Bradford Royal Infirmary, Bradford, UK.
Clin Radiol. 2012 Sep;67(9):843-54. doi: 10.1016/j.crad.2012.01.014. Epub 2012 Jun 8.
To evaluate the variance in current UK clinical practice and clinical outcomes for direct percutaneous radiologically inserted gastrostomy (RIG).
A prospective UK multicentre survey of RIG performed between October 2008 and August 2010 was performed through the British Society of Gastrointestinal and Abdominal Radiology (BSGAR).
Data from 684 patients were provided by 45 radiologists working at 17 UK centres. Two hundred and sixty-three cases (40%) were performed with loop-retained catheters, and 346 (53%) with balloon-retained devices. Sixty percent of all patients experienced pain in the first 24 h, but settled in the majority thereafter. Early complications, defined as occurring in the first 24 h, included minor bleeding (1%), wound infection (3%), peritonism (2%), and tube misplacement (1%). Late complications, defined as occurring between day 2 and day 30 post-procedure, included mild pain (30%), persisting peritonism (2%), and 30 day mortality of 1% (5/665). Pre-procedural antibiotics or anti-methicillin-resistant Staphylococcus aureus (MRSA) prophylaxis did not affect the rate of wound infection, peritonitis, post-procedural pain, or mortality. Ninety-three percent of cases were performed using gastropexy. Gastropexy decreased post-procedural pain (p < 0.001), but gastropexy-related complications occurred in 5% of patients. However, post-procedure pain increased with the number of gastropexy sutures used (p < 0.001). The use of gastropexy did not affect the overall complication rate or mortality. Post-procedure pain increased significantly as tube size increased (p < 0.001). The use of balloon-retention feeding tubes was associated with more pain than the deployment of loop-retention devices (p < 0.001).
RIG is a relatively safe procedure with a mortality of 1%, with or without gastropexy. Pain is the commonest complication. The use of gastropexy, fixation dressing or skin sutures, smaller tube sizes, and loop-retention catheters significantly reduced the incidence of pain. There was a gastropexy-related complication rate in 5% of patients. Neither pre-procedural antibiotics nor anti-MRSA prophylaxis affected the rate of wound infection.
评估当前英国直接经皮放射学引导胃造口术(RIG)的临床实践差异和临床结果。
通过英国胃肠和腹部放射学会(BSGAR),于 2008 年 10 月至 2010 年 8 月进行了一项针对 RIG 的前瞻性英国多中心调查。

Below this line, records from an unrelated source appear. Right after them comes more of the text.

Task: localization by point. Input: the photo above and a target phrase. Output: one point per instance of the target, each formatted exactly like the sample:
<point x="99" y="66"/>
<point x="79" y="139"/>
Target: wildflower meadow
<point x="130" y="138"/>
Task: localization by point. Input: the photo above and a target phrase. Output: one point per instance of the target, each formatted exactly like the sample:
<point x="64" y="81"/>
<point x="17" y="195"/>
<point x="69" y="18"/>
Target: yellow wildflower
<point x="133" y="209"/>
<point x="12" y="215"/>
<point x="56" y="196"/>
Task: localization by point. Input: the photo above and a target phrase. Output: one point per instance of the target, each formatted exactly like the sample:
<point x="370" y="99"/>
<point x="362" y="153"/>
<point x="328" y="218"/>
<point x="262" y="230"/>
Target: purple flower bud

45 名放射科医生在 17 个英国中心提供了 684 名患者的数据。263 例(40%)采用环保持导管,346 例(53%)采用球囊保持装置。60%的患者在 24 小时内出现疼痛,但此后多数患者的疼痛得到缓解。早期并发症(定义为在 24 小时内发生)包括轻微出血(1%)、伤口感染(3%)、腹膜炎(2%)和导管错位(1%)。晚期并发症(定义为术后 2 至 30 天发生)包括轻度疼痛(30%)、持续腹膜炎(2%)和 30 天死亡率为 1%(5/665)。术前使用抗生素或抗耐甲氧西林金黄色葡萄球菌(MRSA)预防用药并不影响伤口感染、腹膜炎、术后疼痛或死亡率。93%的病例采用胃固定术。胃固定术降低了术后疼痛(p<0.001),但胃固定术相关并发症发生率为 5%。然而,术后疼痛随胃固定术缝线数量的增加而增加(p<0.001)。胃固定术并不影响总体并发症发生率或死亡率。术后疼痛随管腔大小的增加而显著增加(p<0.001)。与环保持装置相比,球囊保持喂养管的使用与更多的疼痛相关(p<0.001)。
RIG 是一种相对安全的手术,死亡率为 1%,无论是否进行胃固定术。疼痛是最常见的并发症。胃固定术、固定敷料或皮肤缝线、较小的管腔尺寸和环保持导管的使用显著降低了疼痛的发生率。有 5%的患者发生胃固定术相关并发症。术前使用抗生素或抗 MRSA 预防用药并不影响伤口感染的发生率。